In The Power of Positive Thinking (originally published in 1952), Dr. Norman Vincent Peale talks about how focusing on your woes is bound to inflate them.
“If you or I or anybody think constantly of the forces that seem to be against us, we will build them up into a power far beyond that which is justified. They will assume a formidable strength which they do not actually possess.”
His example? A depressed man who said he had nothing left in his life. When questioned, it turned out that he had loving family and friends, integrity, and faith.
I’ve certainly experienced this – like most human beings. When I missed a flight recently, it felt like the worst day of my life. I forgot that I had an understanding family across the ocean in the States, and a kind fiancé who went on a futile mission to fetch my passport in time. There have also been instances when I feel overwhelmed by the huge weight of stress or fear, only to realize that the circumstances don’t warrant it.

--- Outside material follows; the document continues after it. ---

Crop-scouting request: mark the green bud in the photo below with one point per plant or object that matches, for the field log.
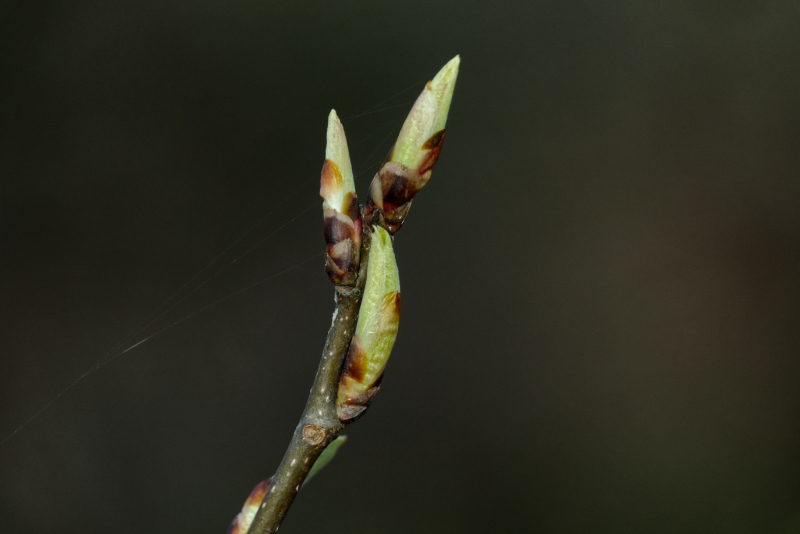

It turns out that if we focus on something, our brain often distorts the perception of everything else. Inattentional blindness is when our eyes zero in on one thing and become blind to the rest of reality – a gorilla included. Under the availability heureistic, we judge probabilities based on how easily we can think of examples; because the media (and our attention) has focused on plane crashes rather than car crashes, we believe they’re more likely to happen to us.

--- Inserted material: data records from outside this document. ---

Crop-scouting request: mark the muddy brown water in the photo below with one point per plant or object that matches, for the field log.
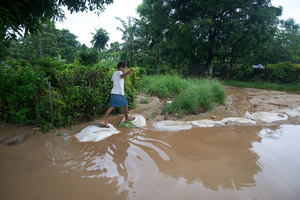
(233, 162)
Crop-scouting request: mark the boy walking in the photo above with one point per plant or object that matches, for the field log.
(117, 96)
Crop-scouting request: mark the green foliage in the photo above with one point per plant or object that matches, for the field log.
(100, 39)
(163, 86)
(264, 85)
(78, 92)
(283, 72)
(54, 43)
(244, 73)
(190, 96)
(88, 57)
(23, 93)
(29, 16)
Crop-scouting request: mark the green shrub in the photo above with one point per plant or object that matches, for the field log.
(163, 86)
(78, 92)
(190, 96)
(283, 72)
(23, 94)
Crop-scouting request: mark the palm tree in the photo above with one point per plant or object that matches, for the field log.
(100, 39)
(130, 30)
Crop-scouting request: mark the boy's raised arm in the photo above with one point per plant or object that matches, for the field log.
(125, 74)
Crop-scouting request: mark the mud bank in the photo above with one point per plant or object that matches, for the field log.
(230, 162)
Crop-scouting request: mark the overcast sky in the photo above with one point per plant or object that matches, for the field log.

For me, the solution is to pause and figure out the reasons I’m feeling down – and not just let the emotion grow into this big, unidentified, mysterious glob. For Peale, the solution is (unsurprisingly) positive thinking.
If “you mentally visualize and affirm and reaffirm your assets and keep your thoughts on them, emphasizing them to the fullest extent,” he writes, “you will rise out of any difficulty regardless of what it may be.”